Chapter 78: Adversarial Motion Priors (AMP)

Learning objectives

Read the AMP paper and explain how it combines a task reward (e.g. velocity tracking, goal reaching) with an adversarial style reward (discriminator that scores motion similarity to reference data).
Write the combined reward function: r = r_task + λ r_style, where r_style comes from a discriminator trained to distinguish agent motion from reference (e.g. motion capture) data.
Identify why adding a style reward helps produce natural-looking and robust locomotion compared to task-only reward.
Relate AMP to robot navigation and game AI (character animation) where we want both task success and natural motion.

Concept and real-world RL

Adversarial Motion Priors (AMP) train policies that achieve a task (e.g. run forward, follow a path) while matching reference motion (e.g. from motion capture). A discriminator is trained to tell “reference” motion (short sequences of state or pose) from “policy” motion; the policy gets a style reward for fooling the discriminator. The combined reward is r = r_task + λ r_style. This encourages the agent to solve the task with motions that look like the reference, avoiding unnatural behaviors that might get high task reward. In robot navigation and game AI, this is used for humanoid locomotion and character control so that the agent moves naturally while achieving goals.

Where you see this in practice: AMP and related methods for locomotion; motion capture–driven RL; style + task reward in animation.

Illustration (AMP style reward): AMP combines task reward with an adversarial style reward for natural motion. The chart below shows task return and style score over training.

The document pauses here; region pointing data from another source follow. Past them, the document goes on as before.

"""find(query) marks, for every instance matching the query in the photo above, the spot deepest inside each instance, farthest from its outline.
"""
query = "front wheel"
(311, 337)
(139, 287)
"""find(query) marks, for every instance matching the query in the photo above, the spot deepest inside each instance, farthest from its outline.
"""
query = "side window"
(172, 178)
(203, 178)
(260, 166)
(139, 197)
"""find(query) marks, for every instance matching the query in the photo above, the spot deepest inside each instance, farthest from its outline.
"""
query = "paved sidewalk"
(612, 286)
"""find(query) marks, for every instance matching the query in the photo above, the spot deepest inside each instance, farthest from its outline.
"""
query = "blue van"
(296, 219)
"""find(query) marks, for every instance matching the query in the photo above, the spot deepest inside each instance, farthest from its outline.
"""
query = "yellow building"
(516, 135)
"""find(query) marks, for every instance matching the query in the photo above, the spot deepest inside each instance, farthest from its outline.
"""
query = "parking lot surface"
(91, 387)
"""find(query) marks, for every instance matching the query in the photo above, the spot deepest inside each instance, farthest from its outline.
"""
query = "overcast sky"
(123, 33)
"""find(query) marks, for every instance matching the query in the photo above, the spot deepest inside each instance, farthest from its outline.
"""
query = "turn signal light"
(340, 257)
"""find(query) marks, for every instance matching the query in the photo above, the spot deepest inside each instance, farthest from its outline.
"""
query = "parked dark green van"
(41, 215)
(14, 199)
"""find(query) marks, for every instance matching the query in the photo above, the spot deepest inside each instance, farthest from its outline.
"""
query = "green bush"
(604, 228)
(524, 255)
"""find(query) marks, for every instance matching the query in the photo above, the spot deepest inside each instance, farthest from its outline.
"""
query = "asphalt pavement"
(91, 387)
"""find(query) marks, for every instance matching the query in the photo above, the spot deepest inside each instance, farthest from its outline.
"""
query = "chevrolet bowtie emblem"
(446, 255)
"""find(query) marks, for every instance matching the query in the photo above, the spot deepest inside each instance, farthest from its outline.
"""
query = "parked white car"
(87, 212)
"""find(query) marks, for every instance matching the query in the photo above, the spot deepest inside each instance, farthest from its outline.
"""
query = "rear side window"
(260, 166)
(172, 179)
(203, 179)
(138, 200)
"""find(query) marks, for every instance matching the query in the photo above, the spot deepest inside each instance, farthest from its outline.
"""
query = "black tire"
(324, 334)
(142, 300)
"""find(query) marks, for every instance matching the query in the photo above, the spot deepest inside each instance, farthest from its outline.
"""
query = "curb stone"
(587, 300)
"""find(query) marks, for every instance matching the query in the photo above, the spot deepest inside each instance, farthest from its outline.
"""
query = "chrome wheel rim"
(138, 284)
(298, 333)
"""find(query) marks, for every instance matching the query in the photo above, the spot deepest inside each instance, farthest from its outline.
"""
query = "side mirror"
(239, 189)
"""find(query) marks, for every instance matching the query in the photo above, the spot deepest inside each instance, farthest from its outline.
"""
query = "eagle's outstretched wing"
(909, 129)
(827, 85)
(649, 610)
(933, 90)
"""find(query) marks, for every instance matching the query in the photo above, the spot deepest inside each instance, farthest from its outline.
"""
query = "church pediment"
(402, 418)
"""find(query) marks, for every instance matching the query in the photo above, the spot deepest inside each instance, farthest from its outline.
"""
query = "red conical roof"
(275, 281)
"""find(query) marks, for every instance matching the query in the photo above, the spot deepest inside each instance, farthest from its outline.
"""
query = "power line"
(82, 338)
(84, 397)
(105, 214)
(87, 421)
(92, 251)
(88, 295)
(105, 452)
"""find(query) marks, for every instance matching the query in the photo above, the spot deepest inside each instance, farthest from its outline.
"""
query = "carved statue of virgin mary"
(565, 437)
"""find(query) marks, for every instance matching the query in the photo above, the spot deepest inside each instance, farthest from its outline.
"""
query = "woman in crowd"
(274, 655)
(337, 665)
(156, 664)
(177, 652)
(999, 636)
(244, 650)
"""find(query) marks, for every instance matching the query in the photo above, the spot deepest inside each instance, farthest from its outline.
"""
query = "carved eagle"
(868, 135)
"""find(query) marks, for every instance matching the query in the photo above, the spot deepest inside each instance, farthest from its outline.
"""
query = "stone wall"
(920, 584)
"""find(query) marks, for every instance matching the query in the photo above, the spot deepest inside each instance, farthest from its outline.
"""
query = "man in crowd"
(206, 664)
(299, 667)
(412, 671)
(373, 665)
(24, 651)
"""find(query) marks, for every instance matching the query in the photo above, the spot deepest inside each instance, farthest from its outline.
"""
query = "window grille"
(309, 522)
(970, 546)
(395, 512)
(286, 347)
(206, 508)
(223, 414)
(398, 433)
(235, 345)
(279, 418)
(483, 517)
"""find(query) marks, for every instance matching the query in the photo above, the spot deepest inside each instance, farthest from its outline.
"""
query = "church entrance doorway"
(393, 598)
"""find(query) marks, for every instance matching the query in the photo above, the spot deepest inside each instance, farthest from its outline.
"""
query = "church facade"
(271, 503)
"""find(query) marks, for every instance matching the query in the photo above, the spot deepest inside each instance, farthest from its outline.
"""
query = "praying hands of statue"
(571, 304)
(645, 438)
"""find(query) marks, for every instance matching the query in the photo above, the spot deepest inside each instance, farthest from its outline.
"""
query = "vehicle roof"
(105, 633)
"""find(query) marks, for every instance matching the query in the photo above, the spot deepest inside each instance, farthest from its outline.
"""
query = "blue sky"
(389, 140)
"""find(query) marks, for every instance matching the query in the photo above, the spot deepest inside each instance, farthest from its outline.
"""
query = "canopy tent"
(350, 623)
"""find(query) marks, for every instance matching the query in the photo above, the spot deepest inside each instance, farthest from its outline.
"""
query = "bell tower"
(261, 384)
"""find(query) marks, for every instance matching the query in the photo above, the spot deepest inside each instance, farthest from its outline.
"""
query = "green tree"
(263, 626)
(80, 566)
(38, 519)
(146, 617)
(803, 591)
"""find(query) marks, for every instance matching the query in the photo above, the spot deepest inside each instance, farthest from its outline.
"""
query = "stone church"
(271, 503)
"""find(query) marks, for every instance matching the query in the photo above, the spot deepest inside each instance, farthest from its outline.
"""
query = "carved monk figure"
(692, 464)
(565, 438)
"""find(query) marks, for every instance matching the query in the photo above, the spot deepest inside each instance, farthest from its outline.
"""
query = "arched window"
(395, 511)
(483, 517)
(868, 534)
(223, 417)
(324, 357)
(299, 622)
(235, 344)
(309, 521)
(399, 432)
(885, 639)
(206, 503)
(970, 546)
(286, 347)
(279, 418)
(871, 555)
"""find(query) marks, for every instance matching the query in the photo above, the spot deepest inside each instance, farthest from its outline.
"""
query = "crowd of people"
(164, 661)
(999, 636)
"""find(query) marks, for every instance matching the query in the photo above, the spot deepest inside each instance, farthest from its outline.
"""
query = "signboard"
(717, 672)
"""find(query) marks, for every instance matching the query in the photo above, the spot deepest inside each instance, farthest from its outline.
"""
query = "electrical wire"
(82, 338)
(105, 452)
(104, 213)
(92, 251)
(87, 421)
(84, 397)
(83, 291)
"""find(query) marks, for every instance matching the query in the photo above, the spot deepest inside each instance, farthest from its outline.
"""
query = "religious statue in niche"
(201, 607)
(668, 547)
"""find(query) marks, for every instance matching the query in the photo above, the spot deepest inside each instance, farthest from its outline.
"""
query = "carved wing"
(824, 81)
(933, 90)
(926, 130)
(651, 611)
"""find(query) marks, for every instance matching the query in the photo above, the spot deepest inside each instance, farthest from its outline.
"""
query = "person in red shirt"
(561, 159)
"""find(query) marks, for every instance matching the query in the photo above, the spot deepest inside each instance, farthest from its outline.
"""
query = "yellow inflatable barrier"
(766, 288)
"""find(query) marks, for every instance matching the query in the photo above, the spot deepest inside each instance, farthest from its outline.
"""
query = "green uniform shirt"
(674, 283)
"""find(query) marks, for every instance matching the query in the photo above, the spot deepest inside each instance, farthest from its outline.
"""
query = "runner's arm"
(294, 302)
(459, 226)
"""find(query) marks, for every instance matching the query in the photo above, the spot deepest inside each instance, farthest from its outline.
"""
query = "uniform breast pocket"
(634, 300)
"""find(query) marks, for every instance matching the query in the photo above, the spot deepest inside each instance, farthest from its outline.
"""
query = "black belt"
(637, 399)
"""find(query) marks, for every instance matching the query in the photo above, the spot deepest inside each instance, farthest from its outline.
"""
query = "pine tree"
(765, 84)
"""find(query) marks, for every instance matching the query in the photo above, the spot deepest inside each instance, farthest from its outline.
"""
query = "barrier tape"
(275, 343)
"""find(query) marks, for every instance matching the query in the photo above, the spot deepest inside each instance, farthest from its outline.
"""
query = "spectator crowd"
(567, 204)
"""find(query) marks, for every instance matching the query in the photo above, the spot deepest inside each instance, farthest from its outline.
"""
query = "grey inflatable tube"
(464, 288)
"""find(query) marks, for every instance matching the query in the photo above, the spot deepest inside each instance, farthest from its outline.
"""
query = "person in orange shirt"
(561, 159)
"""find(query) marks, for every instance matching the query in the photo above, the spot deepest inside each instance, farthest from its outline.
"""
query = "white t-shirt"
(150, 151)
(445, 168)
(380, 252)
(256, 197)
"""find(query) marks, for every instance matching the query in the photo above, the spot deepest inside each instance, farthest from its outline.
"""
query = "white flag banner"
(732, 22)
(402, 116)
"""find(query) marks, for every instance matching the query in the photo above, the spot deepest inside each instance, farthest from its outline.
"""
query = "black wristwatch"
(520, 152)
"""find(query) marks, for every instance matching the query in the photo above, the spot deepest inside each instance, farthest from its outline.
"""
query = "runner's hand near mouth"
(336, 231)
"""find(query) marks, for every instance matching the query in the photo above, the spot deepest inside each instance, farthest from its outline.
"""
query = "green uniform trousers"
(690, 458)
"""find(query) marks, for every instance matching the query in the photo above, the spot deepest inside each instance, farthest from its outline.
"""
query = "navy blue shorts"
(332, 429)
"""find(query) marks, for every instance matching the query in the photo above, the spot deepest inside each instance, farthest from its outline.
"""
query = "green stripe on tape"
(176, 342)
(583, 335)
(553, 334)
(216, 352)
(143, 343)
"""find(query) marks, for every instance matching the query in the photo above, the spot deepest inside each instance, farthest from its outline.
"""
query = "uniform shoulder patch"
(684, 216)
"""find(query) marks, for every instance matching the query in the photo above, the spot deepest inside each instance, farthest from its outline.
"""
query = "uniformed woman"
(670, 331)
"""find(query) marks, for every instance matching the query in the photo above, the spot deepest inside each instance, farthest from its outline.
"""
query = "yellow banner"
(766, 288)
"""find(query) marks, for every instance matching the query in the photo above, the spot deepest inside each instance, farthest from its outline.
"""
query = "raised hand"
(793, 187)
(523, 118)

Exercise: Read the AMP paper and explain how it combines a task reward with an adversarial style reward to produce natural locomotion. Write the combined reward function.

Professor’s hints

Task reward: e.g. r_task = -|v - v*|^2 for velocity tracking, or +1 for reaching a goal. This is the usual RL objective.
Style reward: Discriminator D takes a short window of state/pose (e.g. 1–2 seconds of joint positions and velocities). Reference data = motion capture or hand-designed motion. Agent rollouts provide “fake” windows. r_style = -log(1 - D(window)) or log D(window) so the policy is rewarded for producing windows that look like reference. Combined: r = r_task + λ * r_style; λ tunes the trade-off.
Paper details: AMP typically uses a discriminator on motion snippets (not single timesteps), and the policy is trained with RL (e.g. PPO) on the combined reward. The discriminator is updated to distinguish reference vs policy snippets.
For the “write the combined reward” part, provide the formula and a short explanation of each term; implementation of full AMP is optional but recommended for practice.

Common pitfalls

λ too high: If the style reward dominates, the agent may ignore the task (e.g. stand still in a natural pose). Tune λ so both task and style matter.
Discriminator on single frames: Single timesteps may not capture “motion”; AMP uses temporal windows so the discriminator sees dynamics, not just pose.
Reference distribution: The reference data should be diverse enough (e.g. many motion capture clips) so the policy does not overfit to one motion.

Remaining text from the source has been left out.